You text every day. You spend weekends together. You have met their friends. But when someone asks what you are, neither of you has a clean answer. Welcome to the situationship — the relationship that exists in emotional fact but refuses to exist in named form.

The term has exploded in use over the past few years because it captures something many people are experiencing but previously had no language for. A situationship hurts differently from a proper breakup because you are grieving something that was never officially yours to lose.

What Makes a Situationship Different from Dating?

Casual dating has a natural trajectory — you are getting to know someone, assessing compatibility, and moving (however slowly) toward a decision about commitment. A situationship is different because the ambiguity is not temporary. It is structural. There is intimacy without accountability, closeness without label, and connection without clarity.

The person in a situationship often behaves like a partner in most ways — they are emotionally involved, they are not seeing other people openly, they make plans — but the moment you ask for clarity, they retreat into phrases like "let us just see where things go" or "I am not ready to put a label on it." The label-avoidance is not incidental. It is load-bearing: it preserves their optionality while you wait.

Why Situationships Are So Hard to Leave

The psychology of situationships mirrors the psychology of intermittent reinforcement — the same mechanism that makes gambling addictive. When affection and withdrawal alternate unpredictably, your brain releases dopamine not in response to consistent warmth, but in response to uncertainty. The moments of connection feel more intense precisely because they are not guaranteed.

This is why advice like "just leave" so rarely works in practice. The problem is not that you do not know the situationship is bad for you. The problem is that your nervous system has learned to experience the intermittent highs as something worth staying for. Emotional unavailability is genuinely attractive at a neurological level — until you understand what is happening.

Signs You Are in a Situationship

It is not always obvious from the inside. Here are the clearest markers:

  • You avoid bringing up the future because you already know it will create tension.
  • You feel anxious rather than secure after spending time together.
  • Your availability is assumed, but theirs is negotiated.
  • You frequently explain or defend the relationship to concerned friends or family.
  • You experience a pattern of pull-in followed by distance — closeness, then withdrawal — that repeats without resolution.
  • You would describe the connection as "complicated" to someone who asked.

How to Escape a Situationship: The Honest Conversation

There are two exits from a situationship: define the relationship or end it. Both require a direct conversation, and that conversation needs to be one you are prepared to let go to either outcome.

The key is to approach it as a statement of your needs, not an ultimatum or a test. "I have realised I want a committed relationship, and I need to know if that is something you want too" is very different from "So what are we?" The first is self-respecting and clear. The second invites evasion.
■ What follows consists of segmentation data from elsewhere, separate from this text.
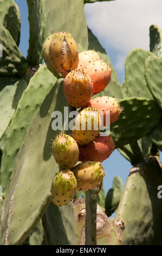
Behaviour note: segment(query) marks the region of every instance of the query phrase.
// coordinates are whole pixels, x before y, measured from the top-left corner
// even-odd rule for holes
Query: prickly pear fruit
[[[54,34],[49,35],[44,43],[43,47],[43,57],[48,69],[49,69],[49,70],[50,70],[57,78],[60,78],[63,76],[61,73],[57,72],[54,68],[51,61],[51,59],[49,53],[50,43],[53,35]]]
[[[110,81],[111,69],[102,60],[89,63],[85,66],[85,70],[93,81],[94,94],[103,90]]]
[[[100,123],[99,111],[93,107],[85,108],[75,118],[72,137],[78,145],[88,144],[100,133]]]
[[[54,177],[51,190],[51,200],[61,206],[69,203],[74,197],[77,188],[76,179],[73,172],[61,170]]]
[[[102,162],[107,159],[115,148],[112,137],[99,135],[95,139],[86,145],[79,146],[79,160],[81,162],[93,161]]]
[[[77,47],[71,34],[56,32],[46,40],[43,45],[43,58],[47,68],[54,74],[65,77],[79,62]]]
[[[101,115],[101,118],[104,126],[106,126],[106,111],[109,111],[110,124],[116,121],[121,113],[120,105],[116,99],[107,96],[93,99],[87,104],[87,107],[93,107],[99,112],[103,112],[103,115]]]
[[[77,190],[93,190],[102,182],[105,173],[99,162],[86,161],[72,169],[77,180]]]
[[[79,53],[77,68],[83,69],[88,64],[98,60],[100,60],[100,58],[96,52],[91,50],[84,51]]]
[[[53,144],[53,155],[63,169],[73,167],[78,161],[79,148],[75,141],[66,134],[58,135]]]
[[[74,107],[86,106],[93,91],[93,82],[88,74],[81,69],[70,72],[63,82],[63,92],[67,101]]]

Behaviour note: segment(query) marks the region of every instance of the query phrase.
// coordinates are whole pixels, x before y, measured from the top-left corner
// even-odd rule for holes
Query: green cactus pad
[[[7,130],[15,112],[18,101],[27,84],[24,79],[7,78],[6,86],[0,93],[0,139]],[[8,85],[11,83],[13,85]]]
[[[122,182],[119,176],[115,176],[113,182],[113,188],[117,189],[121,194],[122,192]]]
[[[9,31],[0,23],[0,44],[3,56],[0,58],[0,74],[8,76],[23,76],[28,65]]]
[[[48,78],[47,78],[48,77]],[[45,64],[30,79],[20,100],[8,131],[2,159],[0,184],[5,196],[17,153],[31,122],[46,95],[56,81]]]
[[[111,216],[118,208],[122,192],[122,183],[118,176],[114,178],[113,187],[108,191],[105,198],[105,213]]]
[[[42,221],[40,221],[29,237],[30,245],[41,245],[44,239],[44,232]]]
[[[121,148],[139,139],[149,132],[158,123],[161,112],[154,101],[132,97],[119,101],[121,113],[111,125],[116,148]]]
[[[18,46],[21,29],[20,14],[18,5],[14,0],[1,1],[0,22],[9,31]]]
[[[153,99],[162,109],[162,57],[151,56],[145,62],[147,85]]]
[[[74,215],[72,202],[61,207],[50,204],[42,218],[47,245],[77,244]]]
[[[112,77],[108,85],[105,89],[100,93],[97,94],[93,97],[99,97],[99,96],[109,96],[113,97],[116,97],[118,99],[123,97],[121,87],[115,70],[114,69],[109,57],[107,55],[104,48],[100,44],[97,38],[93,34],[91,30],[88,28],[88,50],[94,50],[96,52],[101,59],[104,62],[109,65],[112,69]]]
[[[50,147],[58,132],[51,128],[51,115],[54,111],[63,113],[64,106],[71,111],[59,80],[38,110],[18,152],[3,205],[1,245],[22,244],[49,205],[51,181],[59,170]]]
[[[143,161],[144,159],[146,159],[148,156],[152,155],[152,143],[147,135],[140,138],[137,142],[133,142],[134,143],[137,142],[139,147],[139,154],[134,148],[131,147],[132,146],[131,143],[131,145],[125,145],[120,149],[118,149],[120,153],[127,160],[131,162],[132,164],[139,163],[140,161]]]
[[[145,77],[145,62],[154,54],[142,49],[135,49],[127,56],[125,62],[125,81],[128,97],[144,97],[152,99]]]
[[[157,125],[148,133],[148,136],[157,147],[162,151],[162,118]]]
[[[57,31],[70,33],[76,42],[87,49],[88,33],[82,0],[28,0],[27,3],[31,28],[27,59],[30,65],[42,63],[42,44],[49,35]]]
[[[153,24],[150,27],[150,50],[156,56],[159,50],[160,52],[161,47],[158,47],[160,44],[162,44],[162,31]]]
[[[74,210],[77,244],[85,245],[85,199],[83,198],[76,199],[74,202]],[[107,217],[102,208],[98,204],[97,205],[96,235],[98,245],[117,245],[119,244],[111,220]]]
[[[123,223],[122,245],[161,245],[161,170],[154,157],[131,169],[115,217]]]

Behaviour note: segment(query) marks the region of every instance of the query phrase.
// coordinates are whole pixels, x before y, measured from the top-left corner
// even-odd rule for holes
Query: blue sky
[[[28,7],[25,0],[15,0],[21,19],[20,48],[26,57],[29,36]],[[162,28],[161,0],[115,0],[85,5],[87,25],[106,49],[120,83],[124,80],[124,63],[134,48],[149,50],[149,27],[152,23]],[[119,175],[124,184],[132,166],[115,150],[103,162],[106,174],[105,192],[111,187],[113,178]]]

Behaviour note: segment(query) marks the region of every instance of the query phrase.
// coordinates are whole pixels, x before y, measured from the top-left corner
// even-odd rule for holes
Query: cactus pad
[[[139,139],[158,123],[161,112],[153,100],[142,97],[119,100],[121,113],[111,125],[111,135],[116,148]]]
[[[99,111],[90,107],[82,109],[75,119],[72,137],[78,145],[88,144],[100,133],[100,123]]]
[[[143,49],[132,50],[125,62],[125,81],[128,97],[144,97],[152,99],[145,77],[145,62],[153,53]]]
[[[22,76],[28,64],[8,31],[0,23],[0,44],[3,56],[0,58],[0,74],[5,76]]]
[[[161,48],[158,48],[158,45],[162,44],[162,31],[157,26],[152,25],[150,27],[150,51],[157,55]]]
[[[145,62],[145,77],[153,99],[162,109],[162,57],[149,57]]]

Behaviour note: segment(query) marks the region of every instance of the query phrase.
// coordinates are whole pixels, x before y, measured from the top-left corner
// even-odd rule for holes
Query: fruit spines
[[[100,60],[100,56],[95,51],[89,50],[79,53],[78,69],[84,69],[89,63]]]
[[[109,112],[110,124],[114,123],[121,113],[119,103],[115,98],[107,96],[102,96],[91,100],[87,104],[87,107],[93,107],[98,111],[103,112],[103,117],[101,115],[102,123],[106,125],[106,112]]]
[[[90,100],[93,84],[89,76],[83,70],[70,71],[63,81],[63,92],[66,100],[74,107],[86,106]]]
[[[74,197],[76,188],[76,179],[73,172],[68,169],[59,172],[52,181],[52,202],[60,206],[68,204]]]
[[[72,169],[77,180],[77,190],[87,191],[99,186],[105,175],[99,162],[86,161]]]
[[[65,77],[77,68],[79,56],[77,44],[70,33],[56,32],[50,40],[49,55],[54,68]]]
[[[93,83],[93,94],[96,94],[103,90],[109,83],[112,70],[102,60],[89,63],[85,67]]]
[[[109,157],[114,148],[115,144],[110,135],[99,135],[89,143],[79,147],[79,161],[102,162]]]
[[[100,133],[100,124],[99,111],[90,107],[83,109],[75,118],[71,136],[78,145],[88,144]]]
[[[49,46],[53,35],[54,34],[49,35],[44,43],[43,46],[43,57],[48,69],[49,69],[55,76],[59,78],[63,77],[63,76],[60,72],[57,72],[56,69],[54,68],[49,53]]]
[[[57,163],[62,168],[67,169],[77,163],[79,151],[76,141],[71,136],[60,134],[53,142],[53,153]]]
If their answer is genuinely uncertain or asks you for more time, you need to decide whether you can live with that uncertainty — and for how long. Open-ended waiting is not the same as a relationship progressing. Be honest with yourself about the difference.

After the Situationship: Rebuilding Your Baseline

Leaving a situationship can feel disorienting because you are grieving a relationship that was never formally acknowledged. Give yourself permission to feel the loss fully. The connection was real, even if its status was undefined.

Use the experience as data. Ask yourself what drew you to that particular person, what the pattern of intermittent connection felt like, and whether similar patterns have appeared before. Understanding your role in accepting ambiguity is not about self-blame — it is about self-knowledge that makes you more deliberate in future relationships.

Work on building a clear set of personal relationship boundaries before you enter your next connection. Clarity about what you need — and the willingness to say so early — is the most effective protection against falling into another situationship.

When to Work with a Coach

If you find yourself repeatedly drawn to situationships, or if you recognise that you are the one creating ambiguity in your own relationships, this pattern is worth exploring with professional support. A relationship coach can help you identify the underlying beliefs driving the pattern — often around worthiness, fear of real intimacy, or past experiences of rejection — and replace them with a clearer, more confident approach to connection.

You deserve a relationship where your investment is matched. Not a situation where your needs are chronically subordinated to someone else's comfort with ambiguity.